Kubrick does not have a history for doing that to me, but Spielberg does. I'm sure that the ending and the whole flash forward ending was in Kubrick's notes... but it could very well of wound up being an idea he would have abandoned upon one single look at it. However, Steven, in his rush to get through with the project and on to his next.... something that Stanley never did.... Well he stuck A.I. with a terrible ending that did not work for me at all.

Do I understand it? Um... given everything in the ending is underlined 4 times.... I'd like to think so.

And those are my additional thoughts

And later still I have more thoughts about it all....

The ending is happy because David is given the opportunity for Closure.... to say goodbye and have one last perfect day. Now sure, we know the mother was programmed for that day by the robot thingees, but David does not, so for his little artificial brain, he can be happy cuz he heard mommy say one last time and for the first time that she loved him, and that made him all warm and cuddily because now he knows that Mommy loved him last! Screw that!

I want the director that would put the Ark in a warehouse controlled by the government for all time. That put our hero in a Spaceship never to be reunited with his family again. That separates a boy and his best friend by way of a galaxy.... But like I said in that piece a couple of weeks back.... Spielberg isn't the same person anymore, nor do we have the right to ask him not to evolve. We may not like his inability to find his endings, and his seemingly unending desire to create films that pander to as many people as possible by having multiple climaxes when he couldn't choose just one.

But I have become so used to Steven screwing up the endings of his movies that while it bothered me, I enjoyed the rest of the film quite a bit.

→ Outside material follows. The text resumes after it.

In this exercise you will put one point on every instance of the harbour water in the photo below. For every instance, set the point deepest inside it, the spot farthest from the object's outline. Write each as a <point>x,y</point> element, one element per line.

As for what film would Kubrick of made? It is a useless question. Because we will never know. Fact is Steven made it, and it is his film now. He wrote it, he directed it and he had final say on it. So the ending is his, the film is his... and he had the ability to change anything he needed to change.

While the ending may not be HAPPY HAPPY, it is certainly HAPPIER than had David remained alive at the bottom of the ocean, through the ice ages never ceasing to pray to a false hope to make him real. And that ending is very clear in the film.